ROK, US crew chiefs keep jets flying
KUNSAN AIR BASE, Republic of Korea -- The flying mission does not stop. At any given hour, teams of maintainers work as their uniforms reek and glisten of oil and hydraulic fluid.
Regardless of the time, day or severity of the weather, these men and women report to their duty sections every day with one mission - keep their aircraft flying.
The KF-16 Fighting Falcon crew chiefs from the Republic of Korea Air Force 123rd Maintenance Flight, 20th Fighter Wing, Seosan Air Base, and the Wolf Pack's 8th Aircraft Maintenance Squadron worked around the clock to inspect, troubleshoot and maintain F-16s and KF-16s during Exercise Buddy Wing 15-4 here, June 1 to June 5, 2015.
"Our U.S. counterparts collaborated with us to ensure we had the necessary equipment and resources to do our jobs on the flightline," said ROKAF Warrant Officer Young-Ki, 20th Fighter Wing crew chief. "The generous support they provided allowed for a seamless transition in terms of shifting maintenance operations from Seosan to Kunsan Air Base."
This is the first time in 15 years since Young-Ki visited Kunsan Air Base for a Buddy Wing Exercise.
"There were things that have changed since my first Buddy Wing exercise at Kunsan Air Base in 2000," Young-Ki said. "However, our mission to support training sorties through perfect maintenance remains the same."
As Seosan crew chiefs provided maintenance to ROKAF jets, their U.S. counterparts from the 8th AMXS provided support to pilots from the 35th Fighter Squadron.
"My leadership briefed me how Exercise Buddy Wing 15-4 is in place here to strengthen our bond with the ROKAF," said Senior Airmen Brenton Repine, 8th AMXS assistant dedicated crew chief. "I think being a part of the partnership between ROKAF and the U.S. is very special.
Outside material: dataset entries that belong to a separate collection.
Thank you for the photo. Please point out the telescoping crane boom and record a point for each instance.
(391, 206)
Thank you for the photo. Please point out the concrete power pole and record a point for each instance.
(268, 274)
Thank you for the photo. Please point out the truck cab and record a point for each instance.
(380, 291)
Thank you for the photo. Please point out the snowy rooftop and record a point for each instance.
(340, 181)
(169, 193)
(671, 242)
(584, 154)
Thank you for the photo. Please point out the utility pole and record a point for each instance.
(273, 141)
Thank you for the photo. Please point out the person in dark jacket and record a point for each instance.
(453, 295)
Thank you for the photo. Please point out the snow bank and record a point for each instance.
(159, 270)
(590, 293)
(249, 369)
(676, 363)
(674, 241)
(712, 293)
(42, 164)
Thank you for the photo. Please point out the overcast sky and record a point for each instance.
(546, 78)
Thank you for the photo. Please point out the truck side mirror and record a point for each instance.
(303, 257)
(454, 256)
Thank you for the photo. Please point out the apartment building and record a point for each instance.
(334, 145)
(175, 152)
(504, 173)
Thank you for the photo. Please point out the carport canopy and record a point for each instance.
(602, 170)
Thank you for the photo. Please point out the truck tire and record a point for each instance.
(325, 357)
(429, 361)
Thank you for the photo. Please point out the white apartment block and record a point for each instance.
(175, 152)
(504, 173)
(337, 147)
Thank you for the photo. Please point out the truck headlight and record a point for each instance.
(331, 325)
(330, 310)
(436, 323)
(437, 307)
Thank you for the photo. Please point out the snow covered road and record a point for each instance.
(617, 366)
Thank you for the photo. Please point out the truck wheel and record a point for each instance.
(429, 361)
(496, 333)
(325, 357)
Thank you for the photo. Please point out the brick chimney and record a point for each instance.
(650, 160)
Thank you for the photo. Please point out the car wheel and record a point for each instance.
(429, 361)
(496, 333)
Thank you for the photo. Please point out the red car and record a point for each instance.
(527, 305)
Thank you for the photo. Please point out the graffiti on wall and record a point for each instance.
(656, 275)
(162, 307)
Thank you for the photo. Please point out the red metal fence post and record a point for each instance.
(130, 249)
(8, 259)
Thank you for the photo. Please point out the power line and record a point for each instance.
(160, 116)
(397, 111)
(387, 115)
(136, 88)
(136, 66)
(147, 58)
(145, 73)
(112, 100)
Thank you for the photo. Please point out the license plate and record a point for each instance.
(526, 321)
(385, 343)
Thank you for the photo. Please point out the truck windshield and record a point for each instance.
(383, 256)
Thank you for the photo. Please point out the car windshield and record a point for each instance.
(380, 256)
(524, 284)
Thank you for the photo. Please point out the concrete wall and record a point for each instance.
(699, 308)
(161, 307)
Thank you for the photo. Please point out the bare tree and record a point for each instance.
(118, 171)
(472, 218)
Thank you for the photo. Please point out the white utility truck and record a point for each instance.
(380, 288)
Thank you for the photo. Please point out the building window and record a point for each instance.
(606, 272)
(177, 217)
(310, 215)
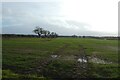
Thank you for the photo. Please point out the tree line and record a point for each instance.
(44, 33)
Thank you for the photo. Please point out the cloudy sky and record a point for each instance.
(65, 17)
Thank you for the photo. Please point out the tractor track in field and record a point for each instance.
(80, 69)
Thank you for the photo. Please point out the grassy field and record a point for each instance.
(32, 58)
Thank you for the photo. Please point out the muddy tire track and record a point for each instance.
(81, 69)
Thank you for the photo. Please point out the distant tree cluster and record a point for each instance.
(44, 33)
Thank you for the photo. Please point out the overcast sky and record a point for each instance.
(65, 17)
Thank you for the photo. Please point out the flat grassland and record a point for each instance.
(47, 58)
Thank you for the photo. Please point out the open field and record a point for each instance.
(47, 58)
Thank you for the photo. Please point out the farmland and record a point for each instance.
(49, 58)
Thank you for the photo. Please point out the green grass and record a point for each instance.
(26, 55)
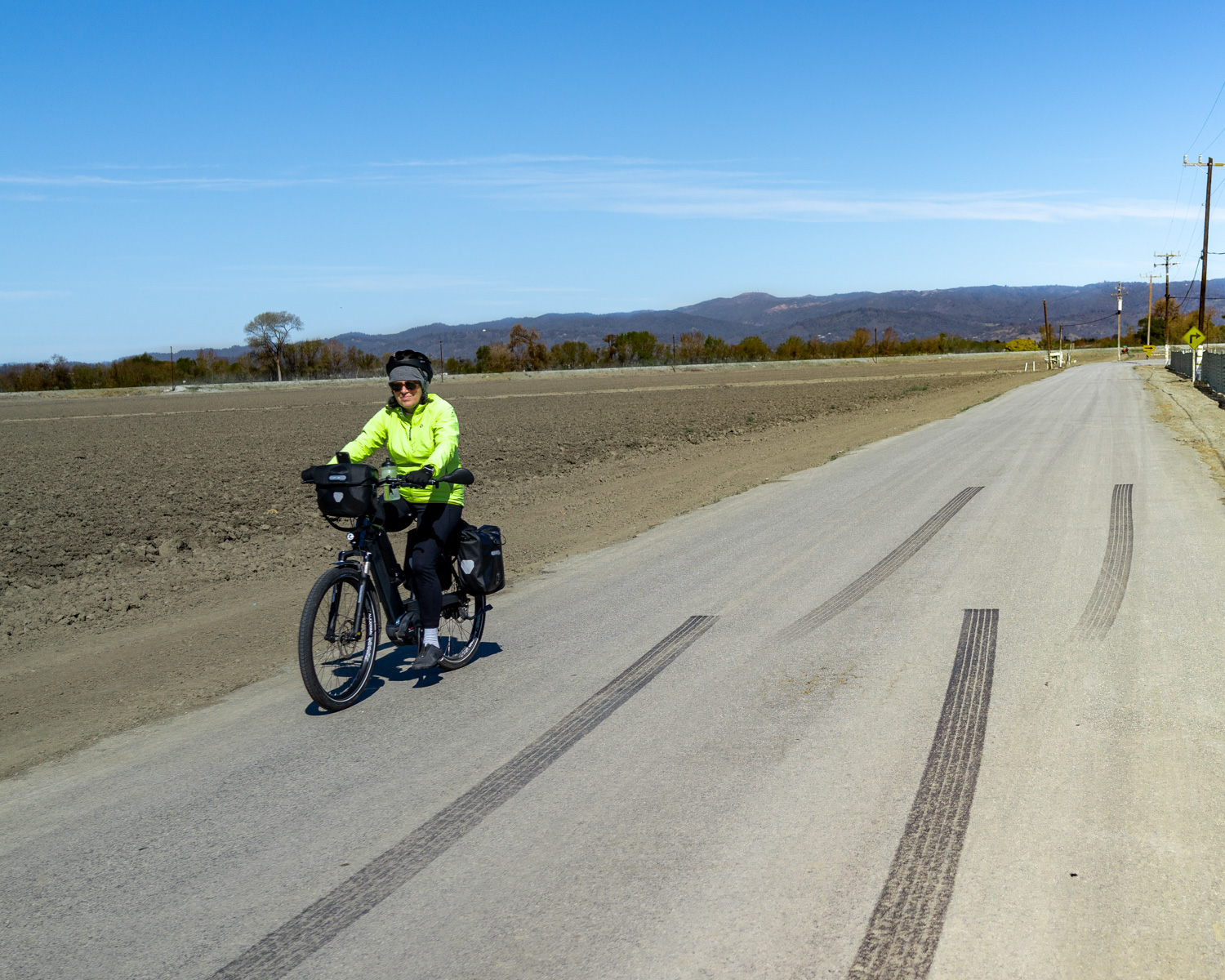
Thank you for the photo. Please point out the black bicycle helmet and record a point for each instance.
(411, 359)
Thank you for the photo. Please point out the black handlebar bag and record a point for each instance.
(343, 489)
(479, 560)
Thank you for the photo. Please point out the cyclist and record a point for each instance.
(421, 435)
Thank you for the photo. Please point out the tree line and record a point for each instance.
(524, 350)
(272, 355)
(301, 360)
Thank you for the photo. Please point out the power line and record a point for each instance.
(1209, 115)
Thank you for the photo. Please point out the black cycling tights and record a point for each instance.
(428, 541)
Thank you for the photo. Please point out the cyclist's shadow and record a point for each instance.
(394, 663)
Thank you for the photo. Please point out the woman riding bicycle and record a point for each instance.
(421, 435)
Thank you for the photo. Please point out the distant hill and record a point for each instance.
(979, 313)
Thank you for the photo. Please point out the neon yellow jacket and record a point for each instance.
(430, 436)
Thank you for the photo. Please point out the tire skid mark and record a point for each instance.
(286, 947)
(879, 572)
(1116, 568)
(906, 926)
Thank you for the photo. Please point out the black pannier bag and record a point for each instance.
(343, 489)
(479, 560)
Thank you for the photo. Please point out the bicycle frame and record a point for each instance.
(372, 551)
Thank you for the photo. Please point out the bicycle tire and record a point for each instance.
(460, 642)
(336, 666)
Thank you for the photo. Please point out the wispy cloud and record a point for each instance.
(634, 185)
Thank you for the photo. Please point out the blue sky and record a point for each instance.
(169, 171)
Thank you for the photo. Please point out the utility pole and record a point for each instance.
(1208, 205)
(1165, 261)
(1148, 323)
(1046, 333)
(1119, 323)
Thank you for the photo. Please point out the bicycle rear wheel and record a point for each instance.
(337, 642)
(460, 630)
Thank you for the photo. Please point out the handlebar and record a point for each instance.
(462, 477)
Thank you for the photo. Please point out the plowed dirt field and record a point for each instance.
(157, 546)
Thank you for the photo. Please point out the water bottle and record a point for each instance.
(385, 473)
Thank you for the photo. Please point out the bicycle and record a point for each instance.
(338, 636)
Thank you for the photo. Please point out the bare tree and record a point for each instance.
(269, 335)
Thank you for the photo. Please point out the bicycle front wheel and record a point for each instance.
(337, 641)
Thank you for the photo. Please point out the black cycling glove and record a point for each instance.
(419, 478)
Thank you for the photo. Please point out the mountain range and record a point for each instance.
(985, 313)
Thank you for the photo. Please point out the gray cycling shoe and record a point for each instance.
(426, 657)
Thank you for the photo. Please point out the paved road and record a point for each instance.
(864, 722)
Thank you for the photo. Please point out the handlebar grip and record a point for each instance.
(462, 477)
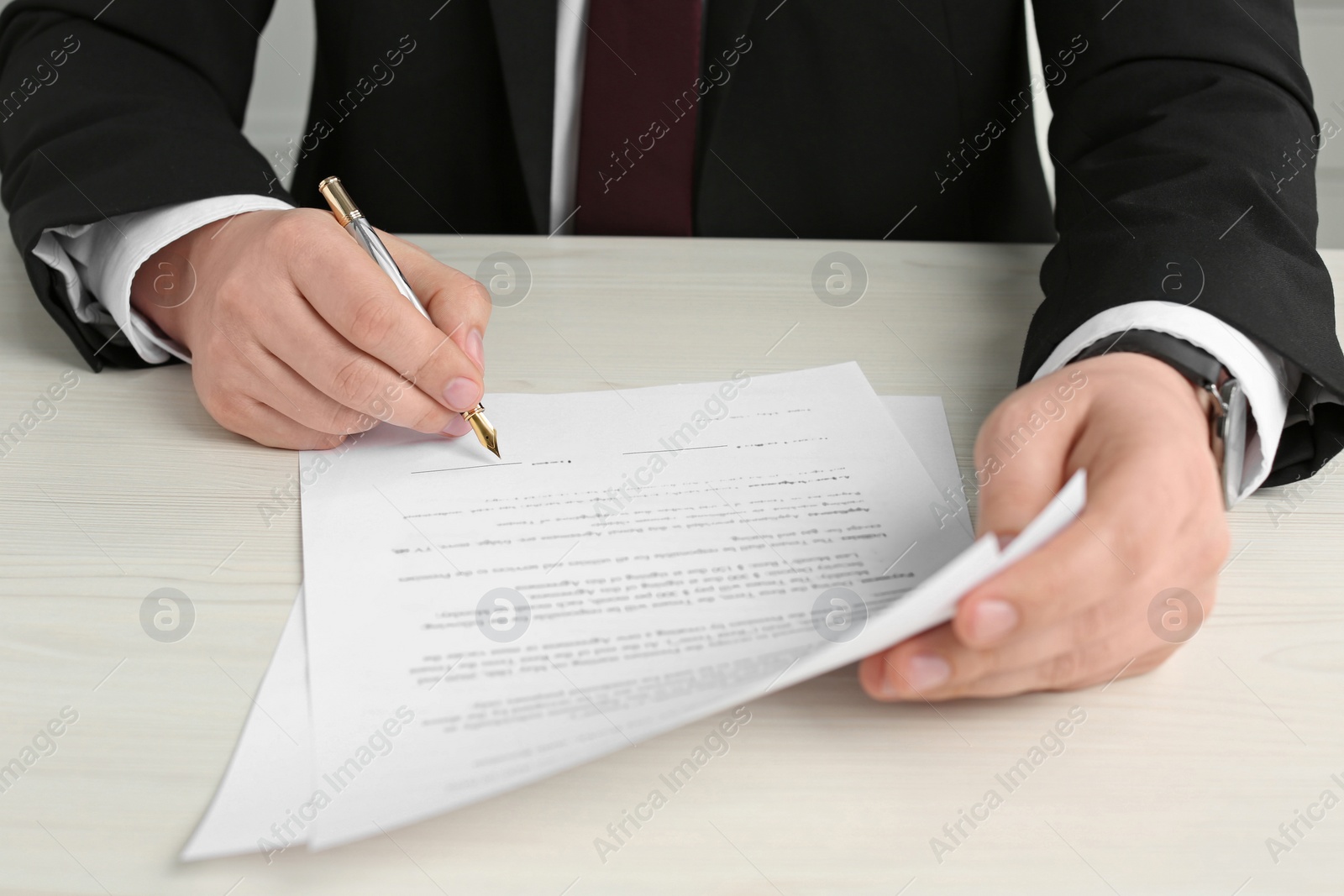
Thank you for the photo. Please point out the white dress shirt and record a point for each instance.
(97, 264)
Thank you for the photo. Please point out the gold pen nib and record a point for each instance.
(483, 429)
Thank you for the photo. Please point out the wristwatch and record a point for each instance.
(1221, 394)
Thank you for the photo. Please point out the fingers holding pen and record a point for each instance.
(349, 291)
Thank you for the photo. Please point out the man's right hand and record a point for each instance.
(299, 338)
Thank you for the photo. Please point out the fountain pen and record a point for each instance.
(349, 215)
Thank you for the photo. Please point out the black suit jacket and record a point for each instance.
(835, 118)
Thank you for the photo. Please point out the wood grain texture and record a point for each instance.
(1173, 783)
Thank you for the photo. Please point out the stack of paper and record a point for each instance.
(638, 560)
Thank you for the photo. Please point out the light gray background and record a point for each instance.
(286, 69)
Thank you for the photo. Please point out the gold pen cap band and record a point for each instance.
(342, 204)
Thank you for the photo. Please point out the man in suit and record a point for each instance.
(1183, 141)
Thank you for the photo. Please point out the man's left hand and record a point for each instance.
(1075, 613)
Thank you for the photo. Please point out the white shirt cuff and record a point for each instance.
(97, 264)
(1261, 371)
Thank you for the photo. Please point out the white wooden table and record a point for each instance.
(1173, 785)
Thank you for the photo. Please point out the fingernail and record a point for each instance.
(457, 426)
(925, 671)
(461, 394)
(994, 620)
(476, 348)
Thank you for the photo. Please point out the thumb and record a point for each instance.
(1021, 452)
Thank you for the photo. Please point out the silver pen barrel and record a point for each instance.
(365, 235)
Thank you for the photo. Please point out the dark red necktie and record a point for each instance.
(638, 118)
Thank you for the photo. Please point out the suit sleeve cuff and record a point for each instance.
(1261, 371)
(97, 264)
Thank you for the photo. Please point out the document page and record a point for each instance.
(638, 559)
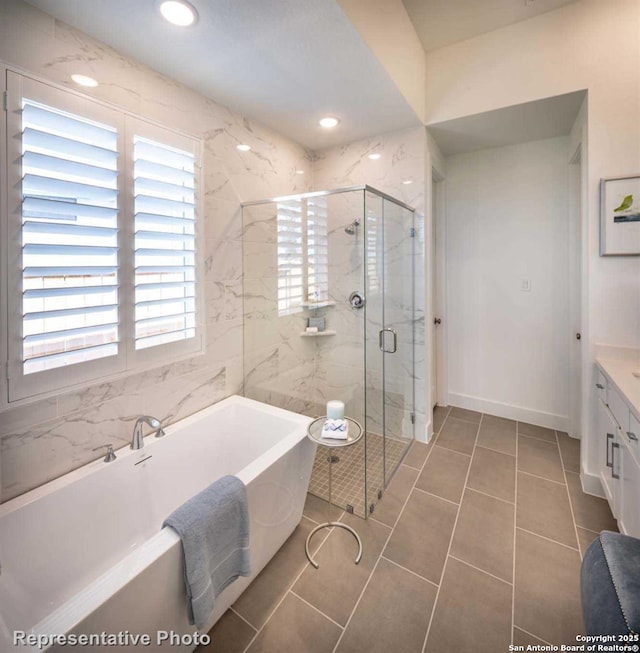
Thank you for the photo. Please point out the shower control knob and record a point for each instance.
(356, 299)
It's pretty cool to know that I'm part of a coalition force."
Whether working to ensure aircraft are mission capable for exercises like this iteration of Buddy Wing or assisting a wingman with a maintenance issue, a crew chief's primary responsibility is to generate sorties.
"I think everyone on our maintenance team is incredibly vital to the mission," Repine said. "We all have a mission to work towards and if it doesn't get done, then aircraft aren't going to fly."